The Hyatt Hotel is the group's first venture in the capital and Mr Sugrue said that he expects the hotel to record a profit this year after two years of breaking even.

The group opened the hotel in January 2020 before it was temporarily closed down two months later in March 2020 due to Covid-19.

"We have had a really positive year in Dublin and the Hyatt brand has really worked well," he said.

Mr Sugrue was commenting on new accounts filed by Shermond Holdings Ltd which show that pre-tax profits more than doubled from €2.3m to €4.8m in the 12 months to February 28 last.

This followed revenues almost doubling from €11.99m to €21.86m.

The accounts cover the business of the two Athlone hotels, the Galway hotel but not the Hyatt Centric hotel in Dublin.

"Taking into account that the period involved a good level of disruption due to Covid-19, we were very satisfied with the performance," Mr Sugrue said.

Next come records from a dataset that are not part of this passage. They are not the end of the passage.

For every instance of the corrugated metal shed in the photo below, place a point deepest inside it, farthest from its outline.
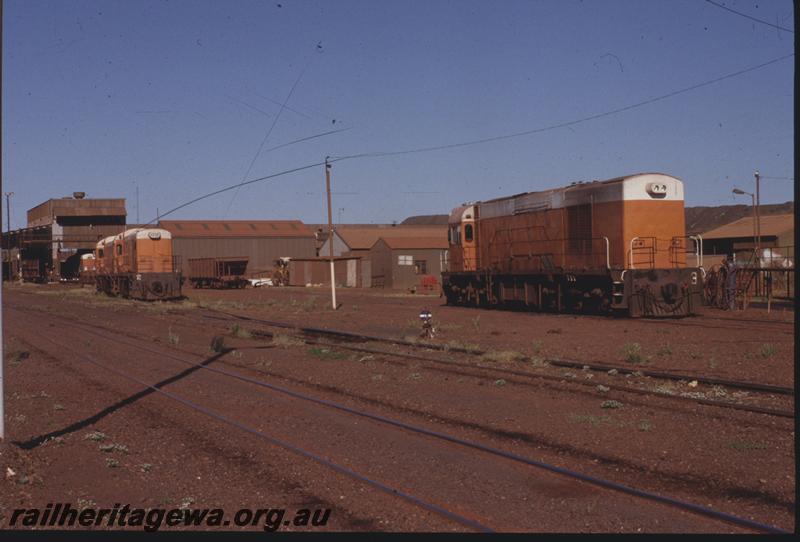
(408, 263)
(348, 272)
(416, 242)
(261, 241)
(362, 238)
(774, 225)
(236, 228)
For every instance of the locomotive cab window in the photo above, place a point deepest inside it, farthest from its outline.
(468, 233)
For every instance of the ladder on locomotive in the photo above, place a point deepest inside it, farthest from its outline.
(645, 249)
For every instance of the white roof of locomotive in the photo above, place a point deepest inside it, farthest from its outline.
(147, 233)
(640, 186)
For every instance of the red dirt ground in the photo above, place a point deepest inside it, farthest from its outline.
(737, 462)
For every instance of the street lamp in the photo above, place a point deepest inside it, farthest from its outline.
(741, 192)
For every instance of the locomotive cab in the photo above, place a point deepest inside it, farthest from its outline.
(462, 235)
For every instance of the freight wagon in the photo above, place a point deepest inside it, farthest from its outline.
(602, 246)
(138, 263)
(226, 272)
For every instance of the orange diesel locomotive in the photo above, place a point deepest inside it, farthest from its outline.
(617, 245)
(138, 263)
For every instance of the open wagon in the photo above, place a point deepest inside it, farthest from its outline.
(227, 272)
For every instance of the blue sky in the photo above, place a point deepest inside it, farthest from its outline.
(177, 98)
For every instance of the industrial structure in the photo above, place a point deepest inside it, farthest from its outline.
(261, 242)
(355, 240)
(409, 263)
(741, 236)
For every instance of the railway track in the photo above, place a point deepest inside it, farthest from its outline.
(494, 452)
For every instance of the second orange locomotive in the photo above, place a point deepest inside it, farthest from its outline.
(616, 245)
(138, 263)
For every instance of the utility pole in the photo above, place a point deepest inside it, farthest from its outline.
(758, 213)
(330, 231)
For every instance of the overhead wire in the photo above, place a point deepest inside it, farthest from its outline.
(488, 139)
(565, 124)
(266, 136)
(746, 16)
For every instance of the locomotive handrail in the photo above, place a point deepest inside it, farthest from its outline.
(630, 257)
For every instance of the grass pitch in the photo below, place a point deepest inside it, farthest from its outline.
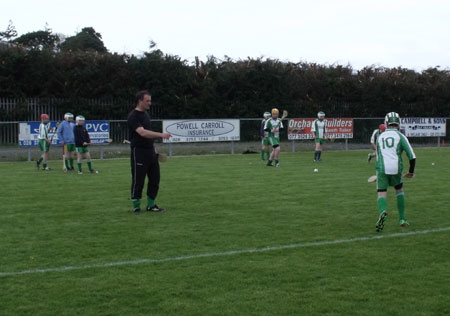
(238, 238)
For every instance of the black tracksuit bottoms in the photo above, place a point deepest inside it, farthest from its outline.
(144, 162)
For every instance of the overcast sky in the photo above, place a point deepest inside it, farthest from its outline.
(412, 34)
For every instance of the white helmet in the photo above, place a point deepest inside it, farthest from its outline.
(80, 118)
(68, 116)
(392, 118)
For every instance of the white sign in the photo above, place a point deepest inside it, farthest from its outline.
(423, 126)
(29, 131)
(201, 130)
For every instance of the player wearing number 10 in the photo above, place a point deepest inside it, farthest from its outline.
(390, 146)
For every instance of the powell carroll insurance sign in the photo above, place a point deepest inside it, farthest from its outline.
(202, 130)
(335, 128)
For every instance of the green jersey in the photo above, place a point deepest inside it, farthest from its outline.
(273, 124)
(374, 137)
(43, 131)
(390, 146)
(319, 128)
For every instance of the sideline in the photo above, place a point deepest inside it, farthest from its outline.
(222, 253)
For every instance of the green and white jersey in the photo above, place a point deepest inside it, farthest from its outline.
(273, 124)
(374, 137)
(319, 128)
(43, 131)
(263, 125)
(390, 146)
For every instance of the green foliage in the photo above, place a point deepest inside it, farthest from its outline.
(39, 40)
(9, 33)
(215, 88)
(219, 204)
(86, 40)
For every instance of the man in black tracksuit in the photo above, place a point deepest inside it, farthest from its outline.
(144, 160)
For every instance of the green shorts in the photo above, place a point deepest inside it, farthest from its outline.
(82, 150)
(320, 140)
(388, 180)
(275, 142)
(69, 147)
(43, 145)
(265, 142)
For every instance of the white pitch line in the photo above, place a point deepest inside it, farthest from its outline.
(223, 253)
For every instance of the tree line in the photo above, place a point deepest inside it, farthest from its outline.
(46, 65)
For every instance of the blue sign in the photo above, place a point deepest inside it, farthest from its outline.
(29, 131)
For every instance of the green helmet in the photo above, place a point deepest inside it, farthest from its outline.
(79, 118)
(392, 118)
(67, 116)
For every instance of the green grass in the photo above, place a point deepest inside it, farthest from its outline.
(217, 204)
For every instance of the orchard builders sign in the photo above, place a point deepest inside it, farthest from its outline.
(337, 128)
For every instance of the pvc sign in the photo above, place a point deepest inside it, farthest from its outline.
(29, 132)
(336, 128)
(201, 130)
(423, 127)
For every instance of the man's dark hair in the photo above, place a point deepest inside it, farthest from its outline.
(140, 96)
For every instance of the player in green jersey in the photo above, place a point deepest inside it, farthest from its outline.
(390, 146)
(82, 141)
(273, 127)
(319, 130)
(44, 142)
(373, 141)
(264, 139)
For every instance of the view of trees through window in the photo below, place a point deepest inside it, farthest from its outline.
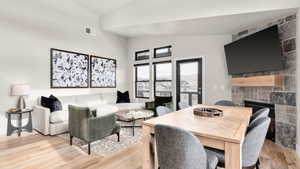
(162, 71)
(189, 83)
(163, 79)
(143, 81)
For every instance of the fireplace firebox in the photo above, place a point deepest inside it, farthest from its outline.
(258, 105)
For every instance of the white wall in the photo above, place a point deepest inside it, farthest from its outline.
(216, 83)
(30, 28)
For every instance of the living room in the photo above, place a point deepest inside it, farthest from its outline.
(138, 64)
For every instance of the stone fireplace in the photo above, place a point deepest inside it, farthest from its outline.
(283, 99)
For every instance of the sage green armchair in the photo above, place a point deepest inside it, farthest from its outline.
(85, 125)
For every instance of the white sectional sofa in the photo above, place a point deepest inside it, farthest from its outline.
(55, 123)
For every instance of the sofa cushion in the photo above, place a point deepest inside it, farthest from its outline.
(89, 100)
(66, 101)
(59, 116)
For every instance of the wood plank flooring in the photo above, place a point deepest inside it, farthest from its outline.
(33, 151)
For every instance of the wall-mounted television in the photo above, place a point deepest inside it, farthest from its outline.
(258, 52)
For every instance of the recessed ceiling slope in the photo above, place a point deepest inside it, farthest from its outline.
(203, 26)
(101, 7)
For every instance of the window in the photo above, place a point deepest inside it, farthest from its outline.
(142, 82)
(142, 55)
(162, 52)
(163, 79)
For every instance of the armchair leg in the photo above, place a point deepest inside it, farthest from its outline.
(118, 134)
(89, 149)
(71, 140)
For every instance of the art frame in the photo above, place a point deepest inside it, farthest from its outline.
(110, 71)
(59, 75)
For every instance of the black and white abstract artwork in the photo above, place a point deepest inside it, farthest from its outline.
(103, 72)
(69, 69)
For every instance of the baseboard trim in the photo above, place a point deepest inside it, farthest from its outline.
(298, 150)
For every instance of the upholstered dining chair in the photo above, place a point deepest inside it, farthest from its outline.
(225, 103)
(252, 144)
(162, 110)
(264, 112)
(85, 125)
(183, 105)
(180, 149)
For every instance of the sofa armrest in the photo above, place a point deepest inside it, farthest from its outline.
(100, 127)
(41, 119)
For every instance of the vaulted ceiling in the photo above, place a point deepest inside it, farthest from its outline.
(132, 18)
(101, 7)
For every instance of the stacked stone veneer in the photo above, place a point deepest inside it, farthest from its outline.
(283, 97)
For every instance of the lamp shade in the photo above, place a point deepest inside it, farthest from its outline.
(20, 90)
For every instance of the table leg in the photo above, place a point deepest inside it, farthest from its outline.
(10, 127)
(233, 156)
(28, 126)
(148, 155)
(20, 124)
(133, 125)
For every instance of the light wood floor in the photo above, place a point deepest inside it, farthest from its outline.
(34, 151)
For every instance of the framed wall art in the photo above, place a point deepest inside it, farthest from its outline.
(69, 69)
(103, 72)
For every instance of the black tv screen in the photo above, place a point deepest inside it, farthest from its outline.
(255, 53)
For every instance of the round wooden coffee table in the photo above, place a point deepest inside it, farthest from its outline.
(131, 116)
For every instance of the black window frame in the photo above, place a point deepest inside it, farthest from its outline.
(136, 80)
(169, 54)
(155, 76)
(141, 51)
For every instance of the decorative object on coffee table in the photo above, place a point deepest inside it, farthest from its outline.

He said that the performance allowed us to build back the business "and we had very strong momentum built up across the markets to allow us progress further in the year since".

Mr Sugrue said that the three hotels employ over 550 while the Hyatt Centric employs an additional 140-150.

"We managed to retain a lot of management and staff which was key to be able to keep the momentum going as the re-opening took place and restrictions lifted and the Covid-19 wage subsidy scheme payments was crucial and the Government got it right," he said.

The group last year received Government grants of €484,308 and this followed €2.45m of Government grants received in fiscal 2021.

The profit also takes account of non-cash depreciation costs of €1.25m and interest costs of €973,956.

The group recorded a post-tax profit of €3.94m after paying corporation tax of €872,653.

Staff costs last year more than doubled from €4.56m to €10.22m.

At the end of February 2022, the group had shareholder funds of €28m while cash funds increased from €7.5m to €9.35m.